- Born: 19 July 1859 Rustenburg Local Municipality, South African Republic
- Died: 10 July 1939 (aged 79) Union of South Africa
- Occupation(s): Commissioner, mining commissioner

= Jan Eloff =

South African commissioner

Jan Eloff (19 July 1859 – 10 July 1939) was the first civilian commissioner and the second mining commissioner in Johannesburg, South Africa, and the man for whom Eloff Street was named after, the first street to be surveyed. In time, twelve streets in the Greater Johannesburg area were named after him.

== Early life ==
Born in Rustenburg District, South African Republic, Eloff was the seventh of the ten children of Sarel Johannes Eloff, commander of Rustenburg from 1864 to 1889, and his wife, Susanna Cornelia Jacobsz, and a younger brother of FC (Ryk Freek) Eloff, son-in-law of President Kruger through his marriage to Paul and Gezina Kruger's daughter Elsie. Eloff was first educated at home by a private teacher and later visited the school of the Hermannsburg Missionary Society on the Morgenzon farm near Rustenburg. At Graaff-Reinet he bought wagons and returned to the Transvaal, where he disposed of them at a reasonable profit. As a young man, he served under his father in the First War of Independence (1880–81).

== Career ==
He became clerk in the office of the State Attorney in Pretoria. He accompanied the third deputation (according to Professor PJ Nienaber the Second Freedom Deputation) to Europe (1883–84) as private secretary of President Kruger and got the opportunity to visit Britain and many other Western European states. The other members of this mission were Reverend Stephanus Jacobus du Toit (Totius's father) and General Nicolaas Smit. In 1884 he was named the first civilian commissioner of the republic in Pretoria and in this capacity gained direct knowledge of the events of the gold discovery and of the deployment of the Witwatersrand gold field. In September 1886 he became public prosecutor and clerk of Captain Carl von Brandis in Johannesburg and succeeded Von Brandis on 4 November 1886 as mining commissioner of the gold field.

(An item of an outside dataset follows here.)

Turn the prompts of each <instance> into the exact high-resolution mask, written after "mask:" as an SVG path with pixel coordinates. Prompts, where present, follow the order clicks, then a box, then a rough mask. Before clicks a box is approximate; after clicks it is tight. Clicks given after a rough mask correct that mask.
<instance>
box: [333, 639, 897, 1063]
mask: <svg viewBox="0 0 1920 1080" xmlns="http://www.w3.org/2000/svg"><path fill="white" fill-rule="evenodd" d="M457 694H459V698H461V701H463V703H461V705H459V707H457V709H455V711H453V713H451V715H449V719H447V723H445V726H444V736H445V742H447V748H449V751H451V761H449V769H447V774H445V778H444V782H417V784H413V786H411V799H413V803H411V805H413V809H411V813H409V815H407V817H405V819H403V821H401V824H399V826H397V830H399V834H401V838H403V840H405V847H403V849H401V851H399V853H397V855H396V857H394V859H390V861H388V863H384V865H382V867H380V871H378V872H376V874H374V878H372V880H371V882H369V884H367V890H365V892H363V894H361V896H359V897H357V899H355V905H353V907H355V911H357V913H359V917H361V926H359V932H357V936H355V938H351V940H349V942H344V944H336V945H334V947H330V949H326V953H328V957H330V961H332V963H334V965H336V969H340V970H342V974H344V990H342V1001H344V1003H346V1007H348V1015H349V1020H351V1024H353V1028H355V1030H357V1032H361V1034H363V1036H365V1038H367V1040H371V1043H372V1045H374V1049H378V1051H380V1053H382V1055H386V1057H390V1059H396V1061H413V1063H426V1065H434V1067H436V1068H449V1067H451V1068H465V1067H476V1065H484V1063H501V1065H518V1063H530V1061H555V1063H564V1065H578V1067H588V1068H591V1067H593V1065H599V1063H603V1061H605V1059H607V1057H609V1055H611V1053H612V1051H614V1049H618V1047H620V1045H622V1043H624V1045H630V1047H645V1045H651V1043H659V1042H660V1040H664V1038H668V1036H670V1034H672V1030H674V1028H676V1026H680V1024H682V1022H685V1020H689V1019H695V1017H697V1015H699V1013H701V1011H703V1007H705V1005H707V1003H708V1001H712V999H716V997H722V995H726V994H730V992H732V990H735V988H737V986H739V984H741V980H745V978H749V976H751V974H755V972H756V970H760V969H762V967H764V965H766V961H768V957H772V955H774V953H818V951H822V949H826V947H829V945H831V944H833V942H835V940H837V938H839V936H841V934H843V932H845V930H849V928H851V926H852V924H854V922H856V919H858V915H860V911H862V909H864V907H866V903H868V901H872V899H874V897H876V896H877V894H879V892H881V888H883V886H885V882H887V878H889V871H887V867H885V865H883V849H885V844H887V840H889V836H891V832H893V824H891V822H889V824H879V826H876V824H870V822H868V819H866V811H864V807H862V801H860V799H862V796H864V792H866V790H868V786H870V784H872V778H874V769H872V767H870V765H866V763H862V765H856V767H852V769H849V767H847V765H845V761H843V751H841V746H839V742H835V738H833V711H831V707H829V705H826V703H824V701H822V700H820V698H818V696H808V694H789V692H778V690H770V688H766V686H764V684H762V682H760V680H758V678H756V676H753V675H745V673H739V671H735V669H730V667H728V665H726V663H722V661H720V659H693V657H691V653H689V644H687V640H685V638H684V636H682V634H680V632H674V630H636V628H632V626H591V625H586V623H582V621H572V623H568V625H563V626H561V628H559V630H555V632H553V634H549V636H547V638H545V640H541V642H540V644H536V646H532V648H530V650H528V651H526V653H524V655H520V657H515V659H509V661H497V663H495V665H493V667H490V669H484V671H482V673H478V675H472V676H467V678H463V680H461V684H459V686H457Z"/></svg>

In 1886 Eloff was already chairman of the seven-member Delvers Committee, and when the Delvers Committee was replaced by a Health Council in 1887, he was one of seven members. The Health Council remained in charge of local affairs until the establishment of the first city council in 1897. On 2 November 1889 he laid the cornerstone of the second building housing the Johannesburg Stock Exchange. Eloff remained mining commissioner until the end of December 1892 and became intimately involved with the origin and growth of Johannesburg and the early development of the Witwatersrand gold field. With the survey of Johannesburg by surveyor Jos de Villiers, the first street was named after Eloff.

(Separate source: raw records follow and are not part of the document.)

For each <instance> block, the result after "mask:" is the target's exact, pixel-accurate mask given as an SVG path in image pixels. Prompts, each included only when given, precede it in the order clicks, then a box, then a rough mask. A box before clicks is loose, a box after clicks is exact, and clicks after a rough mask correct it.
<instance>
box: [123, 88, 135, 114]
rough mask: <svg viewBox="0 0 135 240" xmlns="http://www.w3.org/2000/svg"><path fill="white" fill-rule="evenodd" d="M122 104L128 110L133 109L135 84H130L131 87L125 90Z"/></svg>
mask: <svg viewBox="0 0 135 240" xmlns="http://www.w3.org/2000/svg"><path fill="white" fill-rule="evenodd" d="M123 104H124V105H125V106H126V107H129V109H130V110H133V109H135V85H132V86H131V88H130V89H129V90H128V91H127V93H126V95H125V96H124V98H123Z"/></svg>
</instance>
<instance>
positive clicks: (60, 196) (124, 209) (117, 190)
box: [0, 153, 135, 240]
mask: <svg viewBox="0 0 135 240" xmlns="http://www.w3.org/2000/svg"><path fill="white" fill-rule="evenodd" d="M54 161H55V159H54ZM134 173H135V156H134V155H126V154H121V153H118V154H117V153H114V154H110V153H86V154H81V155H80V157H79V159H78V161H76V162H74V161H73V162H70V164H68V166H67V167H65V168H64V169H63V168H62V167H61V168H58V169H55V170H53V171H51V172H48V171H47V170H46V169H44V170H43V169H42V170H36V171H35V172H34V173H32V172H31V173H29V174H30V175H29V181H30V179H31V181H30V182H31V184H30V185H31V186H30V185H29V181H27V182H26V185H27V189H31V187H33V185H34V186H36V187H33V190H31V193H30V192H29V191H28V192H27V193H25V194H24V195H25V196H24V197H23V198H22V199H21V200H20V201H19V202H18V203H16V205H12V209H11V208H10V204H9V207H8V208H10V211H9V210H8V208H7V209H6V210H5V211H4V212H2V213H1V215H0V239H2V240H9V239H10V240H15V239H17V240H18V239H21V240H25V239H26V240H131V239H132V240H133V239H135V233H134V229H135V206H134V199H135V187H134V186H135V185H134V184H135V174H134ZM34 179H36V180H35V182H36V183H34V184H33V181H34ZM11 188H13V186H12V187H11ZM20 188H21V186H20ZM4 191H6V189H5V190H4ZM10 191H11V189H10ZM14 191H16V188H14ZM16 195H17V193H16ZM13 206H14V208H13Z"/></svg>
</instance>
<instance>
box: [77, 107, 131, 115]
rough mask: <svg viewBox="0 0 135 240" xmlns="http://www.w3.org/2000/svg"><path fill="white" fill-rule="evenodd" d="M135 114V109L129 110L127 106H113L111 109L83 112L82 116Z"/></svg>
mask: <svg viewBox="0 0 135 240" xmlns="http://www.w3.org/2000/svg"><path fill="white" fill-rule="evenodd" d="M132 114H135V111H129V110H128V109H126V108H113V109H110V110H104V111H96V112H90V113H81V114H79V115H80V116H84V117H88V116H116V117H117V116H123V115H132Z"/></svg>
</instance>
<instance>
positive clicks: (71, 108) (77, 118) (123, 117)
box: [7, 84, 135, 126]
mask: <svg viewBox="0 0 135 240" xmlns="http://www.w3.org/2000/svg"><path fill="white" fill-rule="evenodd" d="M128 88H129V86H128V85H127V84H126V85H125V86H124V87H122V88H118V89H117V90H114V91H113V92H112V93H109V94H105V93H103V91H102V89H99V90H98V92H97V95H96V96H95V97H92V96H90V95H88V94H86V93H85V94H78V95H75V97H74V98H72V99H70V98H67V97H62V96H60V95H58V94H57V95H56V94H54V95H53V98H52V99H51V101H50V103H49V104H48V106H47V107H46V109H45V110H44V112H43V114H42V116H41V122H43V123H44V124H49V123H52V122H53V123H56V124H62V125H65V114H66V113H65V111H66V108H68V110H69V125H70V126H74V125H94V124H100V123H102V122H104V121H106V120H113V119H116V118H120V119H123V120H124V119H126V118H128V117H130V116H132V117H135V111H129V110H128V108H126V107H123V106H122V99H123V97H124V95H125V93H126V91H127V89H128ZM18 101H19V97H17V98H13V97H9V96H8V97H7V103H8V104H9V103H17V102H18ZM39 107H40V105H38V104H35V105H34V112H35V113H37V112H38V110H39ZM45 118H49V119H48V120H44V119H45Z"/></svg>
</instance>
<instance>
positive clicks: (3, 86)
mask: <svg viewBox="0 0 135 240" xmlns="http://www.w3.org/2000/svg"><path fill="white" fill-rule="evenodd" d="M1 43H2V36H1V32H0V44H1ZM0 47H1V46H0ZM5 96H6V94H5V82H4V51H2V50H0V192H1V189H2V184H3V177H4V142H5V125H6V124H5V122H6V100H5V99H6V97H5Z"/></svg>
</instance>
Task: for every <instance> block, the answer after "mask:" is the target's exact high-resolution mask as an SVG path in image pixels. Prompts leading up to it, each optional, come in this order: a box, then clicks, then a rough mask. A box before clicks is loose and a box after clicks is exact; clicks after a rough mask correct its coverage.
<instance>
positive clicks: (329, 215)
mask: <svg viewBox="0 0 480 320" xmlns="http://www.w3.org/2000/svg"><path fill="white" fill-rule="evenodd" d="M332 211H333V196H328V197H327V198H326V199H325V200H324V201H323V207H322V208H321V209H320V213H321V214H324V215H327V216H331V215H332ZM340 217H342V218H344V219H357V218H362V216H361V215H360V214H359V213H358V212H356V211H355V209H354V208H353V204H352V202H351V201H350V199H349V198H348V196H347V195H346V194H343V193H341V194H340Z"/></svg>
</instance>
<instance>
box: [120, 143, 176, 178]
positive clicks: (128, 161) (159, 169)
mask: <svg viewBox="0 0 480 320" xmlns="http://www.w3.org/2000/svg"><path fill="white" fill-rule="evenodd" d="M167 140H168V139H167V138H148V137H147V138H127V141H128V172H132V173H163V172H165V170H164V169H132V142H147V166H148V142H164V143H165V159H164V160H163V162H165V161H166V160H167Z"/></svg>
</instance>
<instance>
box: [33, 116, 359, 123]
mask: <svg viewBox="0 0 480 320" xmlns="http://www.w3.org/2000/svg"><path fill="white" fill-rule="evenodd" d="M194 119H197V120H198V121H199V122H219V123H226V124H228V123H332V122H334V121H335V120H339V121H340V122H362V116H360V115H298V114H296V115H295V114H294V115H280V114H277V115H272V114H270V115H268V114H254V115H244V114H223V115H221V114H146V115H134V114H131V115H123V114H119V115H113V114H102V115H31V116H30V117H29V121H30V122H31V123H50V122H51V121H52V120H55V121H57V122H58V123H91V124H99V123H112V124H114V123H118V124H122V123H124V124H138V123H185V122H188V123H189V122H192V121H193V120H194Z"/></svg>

== Later years and family life ==
After leaving Johannesburg, Eloff started farming near Standerton. In 1897, he traveled to Switzerland and Germany with his family, but he returned to the republic little more than a year later at the outbreak of the Second Boer War in 1899, when he became a member of the Rustenburg Boer Commandos. After the end of the war, on 31 May 1902, he returned to his birthplace, Waterkloof farm Rustenburg, to farm on his land and had a castle built there. In 1912, he left with his family for Switzerland, where he was trapped during World War I. In 1919, he returned to Pretoria for good, where he spent the rest of his life.

Eloff married Catharina Cornelia de Ridder, daughter of Reverend Johannes de Ridder of the Rustenburg Reformed Church (GKSA), whose grandson Johan de Ridder went on to become the architect of GKSA churches. The couple had three sons and two daughters.